Washington Public Ports Association

Association overview
- Formed: 1961
- Type: Non-profit trade association
- Headquarters: 1501 Capitol Way South, Suite 304 Olympia, Washington
- Association executives: Glen Bachman, Port of Everett, President; Eric ffitch, Executive Director;
- Website: www.washingtonports.org

= Washington Public Ports Association =

Government organization in Washington, United States

Washington Public Ports Association (WPPA) is a non-profit trade association created in 1961 by the Washington State Legislature to promote local port community interests.

==Authority==
WPPA's many purposes are outlined in RCW Chapter 53.06.030 :

- to initiate and carry on the necessary studies, investigations and surveys required for the proper development and improvement of the commerce and business generally common to all port districts both within and without the state of Washington, and other operators of terminal and transportation facilities for this purpose, and to make such expenditures as are necessary for these purposes, including the proper promotion and advertising of all such properties, utilities and facilities;
- to establish coordinating and joint marketing bodies of association members, including but not limited to establishment of a federation of Washington ports as described in RCW 53.06.070 , as may be necessary to provide effective and efficient marketing of the state's trade, tourism and travel resources;
- to exchange information relative to port construction, maintenance, operation, administration and management;
- to promote and encourage port development along sound economic lines;
- to promote and encourage the development of transportation commerce and industry;
- to operate as a clearinghouse for information, public relations and liaison for the port districts of the state and to serve as a channel for cooperation among the various port districts and for the assembly and presentation of information relating to the needs and requirements of port districts to the public.

== Organization and Structure ==
The Association is governed by a Board of Trustees, consisting of one representative from each member port.

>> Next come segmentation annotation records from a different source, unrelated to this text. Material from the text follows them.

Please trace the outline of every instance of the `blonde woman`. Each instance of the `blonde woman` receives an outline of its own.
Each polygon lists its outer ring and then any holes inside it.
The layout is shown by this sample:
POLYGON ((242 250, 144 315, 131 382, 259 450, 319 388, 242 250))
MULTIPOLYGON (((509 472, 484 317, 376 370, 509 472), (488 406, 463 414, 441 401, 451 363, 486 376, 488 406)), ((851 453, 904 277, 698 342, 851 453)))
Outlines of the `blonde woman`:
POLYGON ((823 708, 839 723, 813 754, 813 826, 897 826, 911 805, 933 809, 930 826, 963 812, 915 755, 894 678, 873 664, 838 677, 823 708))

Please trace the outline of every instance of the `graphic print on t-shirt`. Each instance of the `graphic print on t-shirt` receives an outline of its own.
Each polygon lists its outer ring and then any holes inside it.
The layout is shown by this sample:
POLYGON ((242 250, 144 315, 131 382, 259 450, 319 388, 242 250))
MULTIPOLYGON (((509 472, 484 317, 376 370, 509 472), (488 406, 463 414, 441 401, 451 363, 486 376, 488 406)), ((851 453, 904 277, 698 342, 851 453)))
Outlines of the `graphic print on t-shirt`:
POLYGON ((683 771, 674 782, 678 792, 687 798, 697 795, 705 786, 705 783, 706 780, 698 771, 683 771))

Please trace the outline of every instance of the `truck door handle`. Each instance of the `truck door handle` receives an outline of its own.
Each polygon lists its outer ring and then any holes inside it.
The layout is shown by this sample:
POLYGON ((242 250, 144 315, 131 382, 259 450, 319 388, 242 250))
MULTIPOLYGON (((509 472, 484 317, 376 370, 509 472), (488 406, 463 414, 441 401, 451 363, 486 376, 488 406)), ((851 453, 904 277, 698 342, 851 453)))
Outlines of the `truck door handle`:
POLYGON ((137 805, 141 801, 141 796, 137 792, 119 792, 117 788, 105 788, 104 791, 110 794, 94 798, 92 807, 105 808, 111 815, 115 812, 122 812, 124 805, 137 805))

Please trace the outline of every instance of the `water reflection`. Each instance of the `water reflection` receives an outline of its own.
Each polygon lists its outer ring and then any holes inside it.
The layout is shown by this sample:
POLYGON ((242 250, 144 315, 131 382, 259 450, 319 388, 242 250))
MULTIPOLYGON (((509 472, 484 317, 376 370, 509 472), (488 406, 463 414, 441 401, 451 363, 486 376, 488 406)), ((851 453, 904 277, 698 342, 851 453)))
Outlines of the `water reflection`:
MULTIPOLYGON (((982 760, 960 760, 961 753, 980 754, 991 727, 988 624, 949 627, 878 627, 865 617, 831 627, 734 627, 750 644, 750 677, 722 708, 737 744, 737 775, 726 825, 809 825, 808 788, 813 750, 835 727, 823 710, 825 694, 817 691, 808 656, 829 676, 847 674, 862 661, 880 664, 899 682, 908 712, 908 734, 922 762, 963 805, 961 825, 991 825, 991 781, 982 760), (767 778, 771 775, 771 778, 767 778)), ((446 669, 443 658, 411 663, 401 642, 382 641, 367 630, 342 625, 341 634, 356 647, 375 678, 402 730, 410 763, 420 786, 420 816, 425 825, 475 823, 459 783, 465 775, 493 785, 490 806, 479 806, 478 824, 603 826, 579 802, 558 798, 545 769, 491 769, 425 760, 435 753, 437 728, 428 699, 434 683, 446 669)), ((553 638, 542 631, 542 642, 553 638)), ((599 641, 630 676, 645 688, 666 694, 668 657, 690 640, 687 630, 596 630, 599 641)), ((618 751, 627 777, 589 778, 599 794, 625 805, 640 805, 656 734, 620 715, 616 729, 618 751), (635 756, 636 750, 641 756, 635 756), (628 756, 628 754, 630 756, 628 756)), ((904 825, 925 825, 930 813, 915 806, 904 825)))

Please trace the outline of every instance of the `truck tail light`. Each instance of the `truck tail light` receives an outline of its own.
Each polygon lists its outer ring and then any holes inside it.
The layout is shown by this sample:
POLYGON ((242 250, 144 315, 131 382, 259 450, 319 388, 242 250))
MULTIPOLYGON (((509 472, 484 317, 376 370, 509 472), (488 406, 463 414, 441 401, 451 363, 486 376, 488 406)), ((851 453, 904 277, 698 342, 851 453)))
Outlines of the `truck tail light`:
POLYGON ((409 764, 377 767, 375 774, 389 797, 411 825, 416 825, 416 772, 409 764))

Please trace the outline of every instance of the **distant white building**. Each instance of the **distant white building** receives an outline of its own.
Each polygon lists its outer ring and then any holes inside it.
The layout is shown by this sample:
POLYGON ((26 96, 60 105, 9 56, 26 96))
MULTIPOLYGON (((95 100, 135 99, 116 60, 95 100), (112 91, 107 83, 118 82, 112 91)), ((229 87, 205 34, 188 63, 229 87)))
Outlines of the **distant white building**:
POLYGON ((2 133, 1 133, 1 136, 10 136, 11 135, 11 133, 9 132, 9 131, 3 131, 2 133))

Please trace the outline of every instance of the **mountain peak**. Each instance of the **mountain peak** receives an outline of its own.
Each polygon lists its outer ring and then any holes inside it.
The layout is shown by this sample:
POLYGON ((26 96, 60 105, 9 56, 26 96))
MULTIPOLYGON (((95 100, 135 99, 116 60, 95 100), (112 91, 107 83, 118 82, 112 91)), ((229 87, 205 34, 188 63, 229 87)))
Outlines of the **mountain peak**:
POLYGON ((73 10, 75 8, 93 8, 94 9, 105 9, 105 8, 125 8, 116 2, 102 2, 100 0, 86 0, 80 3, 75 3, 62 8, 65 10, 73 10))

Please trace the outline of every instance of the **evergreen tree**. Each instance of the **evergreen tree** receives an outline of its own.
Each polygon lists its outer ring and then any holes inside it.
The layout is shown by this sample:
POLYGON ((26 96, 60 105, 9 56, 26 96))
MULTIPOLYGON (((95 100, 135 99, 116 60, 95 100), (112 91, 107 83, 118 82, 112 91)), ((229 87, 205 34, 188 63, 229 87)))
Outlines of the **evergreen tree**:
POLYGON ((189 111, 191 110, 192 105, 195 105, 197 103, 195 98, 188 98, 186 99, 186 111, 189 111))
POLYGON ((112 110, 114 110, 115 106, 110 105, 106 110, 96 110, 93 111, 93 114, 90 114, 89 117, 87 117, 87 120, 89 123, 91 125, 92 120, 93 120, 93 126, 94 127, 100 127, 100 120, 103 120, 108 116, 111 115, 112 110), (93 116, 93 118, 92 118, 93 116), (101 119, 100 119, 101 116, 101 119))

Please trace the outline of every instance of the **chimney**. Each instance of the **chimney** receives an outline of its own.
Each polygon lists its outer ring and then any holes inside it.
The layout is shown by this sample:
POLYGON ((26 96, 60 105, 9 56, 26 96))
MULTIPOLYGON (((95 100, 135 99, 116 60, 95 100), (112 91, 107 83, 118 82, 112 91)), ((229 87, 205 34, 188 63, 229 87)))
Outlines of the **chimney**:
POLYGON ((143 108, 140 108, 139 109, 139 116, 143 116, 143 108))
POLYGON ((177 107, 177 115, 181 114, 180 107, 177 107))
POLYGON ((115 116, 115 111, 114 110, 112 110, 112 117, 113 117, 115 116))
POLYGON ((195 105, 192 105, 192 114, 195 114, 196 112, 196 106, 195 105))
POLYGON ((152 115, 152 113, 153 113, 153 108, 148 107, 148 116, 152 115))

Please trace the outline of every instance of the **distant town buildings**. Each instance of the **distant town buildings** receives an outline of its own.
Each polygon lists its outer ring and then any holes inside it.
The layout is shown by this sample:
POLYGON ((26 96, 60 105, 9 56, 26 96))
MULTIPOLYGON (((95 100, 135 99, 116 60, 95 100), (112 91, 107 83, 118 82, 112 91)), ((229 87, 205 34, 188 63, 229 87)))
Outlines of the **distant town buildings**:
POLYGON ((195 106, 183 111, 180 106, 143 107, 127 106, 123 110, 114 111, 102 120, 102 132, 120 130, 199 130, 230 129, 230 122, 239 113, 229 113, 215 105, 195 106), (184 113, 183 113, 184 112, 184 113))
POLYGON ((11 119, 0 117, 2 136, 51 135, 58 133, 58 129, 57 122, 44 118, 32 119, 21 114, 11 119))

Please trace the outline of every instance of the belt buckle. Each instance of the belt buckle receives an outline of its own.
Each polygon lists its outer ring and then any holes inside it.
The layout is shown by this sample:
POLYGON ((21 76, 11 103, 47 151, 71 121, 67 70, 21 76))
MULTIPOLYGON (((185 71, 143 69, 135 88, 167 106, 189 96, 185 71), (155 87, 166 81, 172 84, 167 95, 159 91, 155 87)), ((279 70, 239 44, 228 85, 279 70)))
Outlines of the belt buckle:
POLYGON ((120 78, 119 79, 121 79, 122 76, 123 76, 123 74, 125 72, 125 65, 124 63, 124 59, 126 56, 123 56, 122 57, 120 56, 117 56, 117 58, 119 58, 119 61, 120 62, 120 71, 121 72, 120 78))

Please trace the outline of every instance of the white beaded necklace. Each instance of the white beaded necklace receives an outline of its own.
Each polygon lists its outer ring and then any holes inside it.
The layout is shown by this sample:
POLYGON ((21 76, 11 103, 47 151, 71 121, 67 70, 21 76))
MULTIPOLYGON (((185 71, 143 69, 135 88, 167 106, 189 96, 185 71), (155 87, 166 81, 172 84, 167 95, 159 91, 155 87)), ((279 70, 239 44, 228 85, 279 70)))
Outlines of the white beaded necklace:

This Board meetings twice annually, and Trustees serve until replaced by a majority vote of their respective port commission.

A six-member Executive Committee, consisting of a president, vice-president, secretary, treasurer and the two most recent past presidents, oversees Association administration and management.

The Board of Trustees elects Executive Committee members and appoints an Executive Director to manage Association activities.

The WPPA maintains standing committees whose leaders are appointed by the WPPA president and through which members can bring issues of concern to the Association. Standing committees include: Aviation, Budget, Environmental Policy, Environmental Technical, Finance and Administration, Legal, Legislative, Long-Range Planning, Marina, Nominating, Public Relations, Trade and Economic Development and Transportation and Infrastructure.